May 2004, Vol 26, No. 5
Editorial

Expectations in consultations

D V K Chao 周偉強

As frontline clinicians, family doctors very often are the first point of contact for patients. This has far reaching potential implications in the use of resources as we act as gatekeepers to hospital care as well as the gateway to prescribing, investigations and referrals. What decisions do patients expect doctors to take within consultations?

In a recent study in the UK, doctors believed that a significant minority of examinations, prescriptions, and referrals, and almost half of investigations, were only slightly needed or not needed at all.1 Perceived pressure from patients was a strong independent predictor of whether doctors examine, prescribe, refer or investigate.1 These results were in line with a previous study suggesting that patients' expectation of management and their anxiety associated with the presenting problem might influence general practitioners' prescribing and referral behaviour.2

Doctors often perceive patients to have the expectations for consultations to end with prescriptions of medications. In a study involving 21 general practitioners (GPs) in the UK, all the GPs interviewed believed that they experienced pressure for a prescription from patients and all said that they had prescribed when they would not otherwise have done.3 This is an example illustrating that if patients' expectations or hidden agendas are not explored frankly, unnecessary prescriptions will follow. Furthermore, these unnecessary prescriptions attract poor compliance, resulting in wastage of resources.

Investigations can help clinicians to confirm or exclude clinical diagnoses. However, if tests are ordered just as a routine, there will be other potential risks. For example, some investigations may have inherent procedural hazards and cause potential harm. In addition, if unnecessary tests are performed, the patient will have to put up with the uncertainty whilst waiting for the results, causing anxiety that could be avoided.

By the same token, if referrals are made unnecessarily or inappropriately, patients have to put up with the uncertainty and anxiety whilst waiting to be seen. The hospital or specialist resources could be better used in managing other more urgent and needy patients.
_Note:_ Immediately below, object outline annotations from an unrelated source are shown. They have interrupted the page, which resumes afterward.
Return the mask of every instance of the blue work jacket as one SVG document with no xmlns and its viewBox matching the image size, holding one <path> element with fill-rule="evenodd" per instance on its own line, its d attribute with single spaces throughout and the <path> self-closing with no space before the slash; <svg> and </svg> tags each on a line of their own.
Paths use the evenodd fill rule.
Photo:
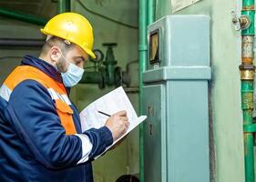
<svg viewBox="0 0 256 182">
<path fill-rule="evenodd" d="M 26 56 L 21 66 L 36 67 L 56 82 L 61 75 L 50 64 Z M 79 114 L 71 104 L 77 134 L 82 134 Z M 35 80 L 19 83 L 10 93 L 0 88 L 0 181 L 92 182 L 91 161 L 113 143 L 103 126 L 84 132 L 92 144 L 87 162 L 81 138 L 66 135 L 46 88 Z"/>
</svg>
The worst scenario would be that the patients may become entangled in the "cycle of care" or "revolving door syndrome" when they get even more referrals to other specialties after the initial referral.

It is high time that doctors and health care professionals should look closely at how communication with patients can be enhanced especially during the consultations. It is well established that patients prefer doctors who listen and encourage them to discuss all their problems, and patients are often passive in consultations.4 Open discussions and clear explanations will go a long way in involving patients' active participation in the management plans. Health care resources are running very tight and they need to be used appropriately.
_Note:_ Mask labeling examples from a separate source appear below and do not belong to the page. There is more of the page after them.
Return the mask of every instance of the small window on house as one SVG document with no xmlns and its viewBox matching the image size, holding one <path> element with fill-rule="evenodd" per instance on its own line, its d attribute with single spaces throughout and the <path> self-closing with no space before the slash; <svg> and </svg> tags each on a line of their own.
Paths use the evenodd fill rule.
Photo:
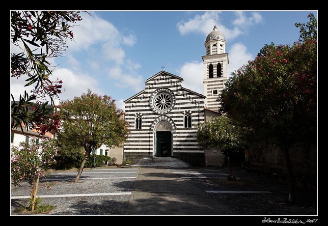
<svg viewBox="0 0 328 226">
<path fill-rule="evenodd" d="M 208 66 L 208 78 L 213 78 L 213 65 L 212 64 L 210 64 Z"/>
<path fill-rule="evenodd" d="M 192 116 L 188 114 L 184 115 L 184 128 L 192 128 Z"/>
<path fill-rule="evenodd" d="M 140 116 L 135 117 L 135 129 L 141 129 L 142 127 L 142 120 Z"/>
<path fill-rule="evenodd" d="M 217 73 L 217 77 L 220 78 L 222 77 L 222 65 L 220 63 L 216 65 L 216 72 Z"/>
</svg>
D V K Chao, MBChB, DFM(CUHK), FHKAM(Family Medicine), FRCGP,
Family Medicine Cluster Coordinator (KE),

Department of Family Medicine, United Christian Hospital.

Correspondence to : Dr D V K Chao, The Hong Kong College of Family Physicians, 7th Floor, HKAM Jockey Club Building, 99 Wong Chuk Hang Road, Hong Kong.


References
  1. Little P, Dorward M, Warner G, et al. Importance of patient pressure and perceived pressure and perceived medical need for investigations, referral, and prescribing in primary care: nested observational study. BMJ 2004;328:444-446.
  2. Webb S, Lloyd M. Prescribing and referral in general practice: a study of patients' expectations and doctors' actions. Br J Gen Pract 1994;44:165-169.
  3. Stevenson FA, Greenfield SM, Jones M, et al. GPs' perceptions of patient influence on prescribing. Fam Pract 1999;16:255-261.
  4. Britten N, Stevenson FA, Barry CA, et al. Misunderstandings in prescribing decisions in general practice: qualitative study. BMJ 2000;320:484-488.